David Cameron said Britons "can be proud" of the deal reached by EU member states that will see the first ever reduction in the Union budget in history.
At the end of two days of negotiations, EU leaders carved out spending cuts for the bloc over the next seven years, agreeing to a €908bn (£768bn) ceiling from 2014 to 2020 -, 3 per cent down on current spending.
"I wanted to get at best a cut, and at worst a freeze. That is what I've achieved," Cameron said.
"The British public can be proud we've cut the credit card limit for the EU for the first time ever."
The deal was reached by the EU Council after a first unsuccessful round of talks in November. It needs to be signed off by MEPs.

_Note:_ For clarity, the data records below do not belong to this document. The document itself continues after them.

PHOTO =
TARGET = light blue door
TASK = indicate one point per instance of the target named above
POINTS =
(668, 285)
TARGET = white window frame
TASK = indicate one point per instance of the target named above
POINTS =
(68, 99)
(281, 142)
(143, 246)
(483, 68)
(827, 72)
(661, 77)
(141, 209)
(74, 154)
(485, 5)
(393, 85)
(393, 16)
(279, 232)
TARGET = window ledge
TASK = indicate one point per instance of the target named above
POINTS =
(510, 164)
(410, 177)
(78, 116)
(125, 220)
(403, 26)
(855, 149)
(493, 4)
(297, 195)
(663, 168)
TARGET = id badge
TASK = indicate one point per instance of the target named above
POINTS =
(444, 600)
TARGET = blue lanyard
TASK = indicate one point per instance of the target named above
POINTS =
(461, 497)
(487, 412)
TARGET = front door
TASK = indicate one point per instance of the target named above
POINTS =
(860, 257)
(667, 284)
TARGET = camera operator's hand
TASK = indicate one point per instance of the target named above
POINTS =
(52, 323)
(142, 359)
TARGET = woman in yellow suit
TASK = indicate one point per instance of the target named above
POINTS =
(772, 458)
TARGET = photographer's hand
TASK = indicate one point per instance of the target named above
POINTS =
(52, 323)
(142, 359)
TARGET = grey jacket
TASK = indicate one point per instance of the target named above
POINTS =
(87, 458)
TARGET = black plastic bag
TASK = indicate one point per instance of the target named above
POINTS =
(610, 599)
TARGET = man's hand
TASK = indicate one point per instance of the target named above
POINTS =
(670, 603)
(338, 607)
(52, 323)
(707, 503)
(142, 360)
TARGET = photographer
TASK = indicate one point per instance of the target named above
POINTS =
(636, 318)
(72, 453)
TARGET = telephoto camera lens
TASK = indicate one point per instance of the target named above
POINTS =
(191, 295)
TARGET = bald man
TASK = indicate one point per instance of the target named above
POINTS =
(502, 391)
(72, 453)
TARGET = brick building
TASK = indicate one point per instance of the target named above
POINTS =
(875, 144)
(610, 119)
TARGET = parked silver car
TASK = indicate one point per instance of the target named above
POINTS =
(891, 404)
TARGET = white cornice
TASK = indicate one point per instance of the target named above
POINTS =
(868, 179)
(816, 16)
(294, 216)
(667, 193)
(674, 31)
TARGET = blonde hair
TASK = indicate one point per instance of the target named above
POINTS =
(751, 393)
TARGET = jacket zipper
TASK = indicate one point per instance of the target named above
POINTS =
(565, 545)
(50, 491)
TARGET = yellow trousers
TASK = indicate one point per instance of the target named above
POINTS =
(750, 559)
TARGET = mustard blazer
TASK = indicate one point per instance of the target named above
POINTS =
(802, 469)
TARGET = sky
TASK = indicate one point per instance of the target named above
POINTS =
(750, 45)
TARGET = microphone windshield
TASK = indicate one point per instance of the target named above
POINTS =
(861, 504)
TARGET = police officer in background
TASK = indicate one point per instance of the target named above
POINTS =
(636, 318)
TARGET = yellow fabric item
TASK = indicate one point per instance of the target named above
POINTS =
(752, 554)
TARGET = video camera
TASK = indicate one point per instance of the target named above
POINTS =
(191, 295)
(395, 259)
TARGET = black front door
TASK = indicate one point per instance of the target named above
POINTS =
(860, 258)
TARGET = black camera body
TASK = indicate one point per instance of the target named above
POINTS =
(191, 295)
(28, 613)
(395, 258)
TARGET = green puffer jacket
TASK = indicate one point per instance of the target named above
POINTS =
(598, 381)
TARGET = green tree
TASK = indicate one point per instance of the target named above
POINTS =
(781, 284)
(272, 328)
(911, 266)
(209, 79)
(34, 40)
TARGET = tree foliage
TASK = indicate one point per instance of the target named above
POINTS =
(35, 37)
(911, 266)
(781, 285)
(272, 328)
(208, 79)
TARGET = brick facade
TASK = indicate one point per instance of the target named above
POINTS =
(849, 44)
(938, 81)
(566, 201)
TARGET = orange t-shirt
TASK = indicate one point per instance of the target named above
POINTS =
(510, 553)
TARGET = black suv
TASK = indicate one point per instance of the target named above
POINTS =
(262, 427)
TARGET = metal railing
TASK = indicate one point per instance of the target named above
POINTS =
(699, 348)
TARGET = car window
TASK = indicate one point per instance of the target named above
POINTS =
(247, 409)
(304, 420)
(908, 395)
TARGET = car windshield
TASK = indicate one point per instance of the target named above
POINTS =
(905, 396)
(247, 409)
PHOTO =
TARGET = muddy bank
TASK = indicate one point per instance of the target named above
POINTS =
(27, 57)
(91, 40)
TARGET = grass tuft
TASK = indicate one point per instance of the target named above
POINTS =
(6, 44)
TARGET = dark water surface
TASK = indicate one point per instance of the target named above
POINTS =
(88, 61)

"I hope the European Parliament will engage constructively with what the European Council has decided," Cameron said.
The PM said he disapproved of plans for parliament to cast a secret ballot on the budget proposal.
"I find this slightly baffling. In my book you send MPs to parliament to see how they vote. That's what parliaments are all about."
The EU Commission had originally suggested a budget of €1.03tn, 5 per cent up on the current period. That was strongly criticised by the UK and other northern European countries.
Despite the overall cut, the UK's yearly contribution to the budget has gone up - albeit at a slower rate than before but Cameron defended that rise.
"Our contributions were always going to go up, now they'll go up by less. The best way to protect the British taxpayer is to get overall spending down, which we've done," Cameron said.
"The credit card limit for the EU has been too high. At last someone's come along and said it's got to stop and we've got it down in a way that's going to constrain future spending properly."